As the midpoint of summer nears, the college internship season is in full swing. Millions of college students — some paid, but many unpaid — are laboring away in businesses, organizations, and government offices across the country.

For those who are paid, the bargain of the internship is clear: work is provided and compensation is handed out. Those who are unpaid, however, do not fare as well. The bargain for them — at least in theory — is that they provide free labor in exchange for experience, contacts, and resume filler. The unpaid internship process is depicted as a form of helpful education, not that dissimilar from the master-apprentice model long practiced in the trades.

This rosy picture of unpaid internships is a fantasy; in reality, unpaid internships are a form of labor exploitation pure and simple.

Consider the example of an intern who works at a profit-making firm, working most of the day answering calls, filing documents, making copies, and other sorts of typical intern tasks. The labor of this intern helps generate revenue and therefore profits for the firm, revenue that the intern never sees a penny of. Being profited off of while being paid nothing is a paradigmatic case of labor exploitation.

The negative impacts of this exploitation do not end at the student however. Firms that take advantage of unpaid interns may do so in order to avoid hiring more staff. A few unpaid interns from the local university can provide enough clerical assistance year-round to replace one or more office workers. Unpaid internships then can functionally displace paid workers, boosting the profits of the firm while providing nothing near a reciprocal benefit.

Despite this, college students continue to take on unpaid internships during their undergraduate careers. While some may remark that the willingness of students to take on these internships indicate that the experience really is worth the cost, I am more inclined to view the unpaid internship boom as a classic case of a race to the bottom.

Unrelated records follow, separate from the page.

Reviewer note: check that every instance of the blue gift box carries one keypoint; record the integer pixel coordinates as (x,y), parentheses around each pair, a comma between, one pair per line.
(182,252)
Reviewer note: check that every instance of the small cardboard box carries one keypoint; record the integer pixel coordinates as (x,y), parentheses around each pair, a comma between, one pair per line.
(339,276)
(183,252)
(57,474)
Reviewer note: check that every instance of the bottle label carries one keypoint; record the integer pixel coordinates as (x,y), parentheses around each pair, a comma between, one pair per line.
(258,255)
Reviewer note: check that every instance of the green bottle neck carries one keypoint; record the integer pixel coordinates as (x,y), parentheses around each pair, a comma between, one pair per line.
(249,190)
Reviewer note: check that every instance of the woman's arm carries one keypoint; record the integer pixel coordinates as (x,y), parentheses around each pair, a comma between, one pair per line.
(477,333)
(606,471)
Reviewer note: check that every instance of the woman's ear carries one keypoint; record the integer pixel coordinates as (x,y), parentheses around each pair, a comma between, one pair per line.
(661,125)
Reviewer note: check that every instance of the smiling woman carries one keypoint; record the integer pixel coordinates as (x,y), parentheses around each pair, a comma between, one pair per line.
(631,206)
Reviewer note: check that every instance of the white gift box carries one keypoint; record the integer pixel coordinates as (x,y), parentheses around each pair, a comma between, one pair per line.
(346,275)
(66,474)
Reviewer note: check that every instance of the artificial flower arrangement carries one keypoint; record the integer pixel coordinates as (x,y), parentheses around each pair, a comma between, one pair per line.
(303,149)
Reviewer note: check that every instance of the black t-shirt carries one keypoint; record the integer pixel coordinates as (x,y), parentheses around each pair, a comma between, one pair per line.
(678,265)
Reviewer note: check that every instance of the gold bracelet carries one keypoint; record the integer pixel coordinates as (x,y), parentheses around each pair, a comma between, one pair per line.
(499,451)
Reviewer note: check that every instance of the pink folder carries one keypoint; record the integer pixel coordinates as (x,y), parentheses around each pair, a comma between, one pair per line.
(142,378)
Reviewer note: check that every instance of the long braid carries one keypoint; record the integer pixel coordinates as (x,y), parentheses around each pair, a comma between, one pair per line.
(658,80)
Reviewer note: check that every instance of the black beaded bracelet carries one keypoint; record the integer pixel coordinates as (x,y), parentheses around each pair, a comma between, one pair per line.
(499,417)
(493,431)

As soon as some students are willing to work for free, other students are left with few options. If they seek compensation for their work, they will be passed over for interns who are financially able to work for free. If they choose to forego unpaid internships altogether, they will be behind their peers in the search for jobs.

This race to the bottom has a disproportionate impact on poor students who are simply unable to spend months at a time without an income while they have bills to pay. Their inability to access these internships puts them at a disadvantage relative to their wealthier peers, stacking the deck against them in the competition to find employment after college.

Many universities — instead of working against these predatory internships — have actually found a way to get in on the exploitation. These universities offer academic credit for students who take on unpaid internships, this an outgrowth of the farcical claim that internships are a facet of a college education. To get this academic credit, students pay for course hours just like they would an actual class. Unlike an actual class however, the university provides no educational instruction whatsoever.

So, students pay their university hundreds, possibly thousands, of dollars to work for free at an outside firm. The university profits; the firm profits; and, the students get nothing but a lighter wallet (or heavier debt) and some valuable phone-answering experience.

That is not to say that all unpaid internships are made the same. For instance, unpaid internships at non-profit organizations do not have all of the same components of exploitation as those which take place at for-profit firms. But even in those cases, in a truly just economy, unpaid internships would have no place.